GCSEs replaced O-levels and CSEs
Students who sat a chemistry exam made up of questions from over five decades scored an average of just 25%.
The experiment, by the Royal Society of Chemistry, showed students scored highest on the most recent questions and worst on those from the 1960s.
One exceptional pupil, from Birmingham managed a score of 94% in the paper, sat by 2000 students last week.
The Royal Society of Chemistry says pupils are not being encouraged to develop problem-solving skills.
Richard Pike, chief executive of the RSC, said: "There is no doubt that the clever pupils are as sharp as they ever were, but most are being stifled by an educational system that does not encourage more detailed problem-solving and rigorous thinking.”
The paper was made up of parts of previous O-level and GCSE exam papers from the 1960s to the 2000s.
Eight questions were selected from each decade, and were mixed up in the examination paper, so that students could not easily tell which decade they came from.
From about 2000 entries, representing 450 schools, the average mark was 25%.
The average mark for the questions from the 1960s was 15%, and for each subsequent decade, this rose steadily, reaching 36% for the 2000s, the RSC said.
The organisation said that it had tried to select topics which are still being studied by GCSE chemistry students.
Experts who have been looking at the results concluded that students today are required to do fewer complex calculations.
"Detailed analysis of the results will be completed over the summer, and a report issued to the educational and science communities," Dr Pike said.
"A preliminary finding is that pupils are unused to more complex problem-solving involving a number of steps in completing calculations, without the prompting that is prevalent in some modern examination questions."
The RSC argues that universities and employers both need young people to have developed problem-solving skills.
Recent papers also differed from older ones by being more topical, drawing on subjects such as nuclear power.
That was a good development, the RSC argues, but there needs to be a balance between relevance and the fostering of skills needed to solve complex problems.
Dr Pike added: “The feedback we have had is overwhelmingly positive, even though we know that the pupils were put under extreme time pressure and would have been unfamiliar with the content or structure of some questions.
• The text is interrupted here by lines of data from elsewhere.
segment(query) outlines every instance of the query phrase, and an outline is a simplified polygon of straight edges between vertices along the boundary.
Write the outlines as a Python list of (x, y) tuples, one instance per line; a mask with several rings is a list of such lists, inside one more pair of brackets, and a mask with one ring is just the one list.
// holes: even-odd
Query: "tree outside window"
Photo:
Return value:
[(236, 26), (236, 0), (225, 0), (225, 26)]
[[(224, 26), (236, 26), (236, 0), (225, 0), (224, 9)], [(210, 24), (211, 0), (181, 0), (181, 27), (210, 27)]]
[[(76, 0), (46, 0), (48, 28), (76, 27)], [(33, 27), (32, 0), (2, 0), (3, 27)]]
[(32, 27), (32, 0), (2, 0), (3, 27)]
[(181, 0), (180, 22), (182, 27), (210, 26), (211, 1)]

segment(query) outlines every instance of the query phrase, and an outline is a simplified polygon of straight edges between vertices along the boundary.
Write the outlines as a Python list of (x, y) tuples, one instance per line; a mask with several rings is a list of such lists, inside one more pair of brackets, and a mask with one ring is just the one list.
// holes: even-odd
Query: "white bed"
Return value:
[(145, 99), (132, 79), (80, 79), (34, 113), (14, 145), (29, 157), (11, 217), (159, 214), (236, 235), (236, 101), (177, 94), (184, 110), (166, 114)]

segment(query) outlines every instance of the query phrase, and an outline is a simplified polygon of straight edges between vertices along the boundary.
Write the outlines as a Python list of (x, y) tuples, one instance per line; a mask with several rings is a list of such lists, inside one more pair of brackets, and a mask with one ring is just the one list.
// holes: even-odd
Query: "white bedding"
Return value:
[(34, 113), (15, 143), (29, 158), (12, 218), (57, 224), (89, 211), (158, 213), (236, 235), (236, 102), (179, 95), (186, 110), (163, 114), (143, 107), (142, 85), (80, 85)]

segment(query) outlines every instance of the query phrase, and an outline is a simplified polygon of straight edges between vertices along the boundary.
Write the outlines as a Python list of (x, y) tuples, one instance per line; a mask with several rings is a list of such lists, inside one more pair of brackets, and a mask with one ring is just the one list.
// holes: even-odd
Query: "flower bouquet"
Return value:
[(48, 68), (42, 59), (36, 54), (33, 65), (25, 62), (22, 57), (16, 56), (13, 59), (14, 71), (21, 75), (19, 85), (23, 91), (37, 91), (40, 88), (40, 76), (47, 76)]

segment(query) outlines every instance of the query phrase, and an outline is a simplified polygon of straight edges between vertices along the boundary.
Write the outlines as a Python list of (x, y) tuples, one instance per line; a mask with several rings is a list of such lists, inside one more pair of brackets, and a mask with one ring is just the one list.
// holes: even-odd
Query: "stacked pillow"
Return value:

It was the novelty of the experience that excited those taking part, both teachers and pupils".
The highest-scoring student, who won a £1,000 prize, was Nathan Brown of King Edward VI Camphill Boys School, Birmingham, who scored 94%.
An earlier version of this article contained an exam paper in which with two of the answers had errors. This was supplied by the RSC, which has apologised for what it says was a transcription issue.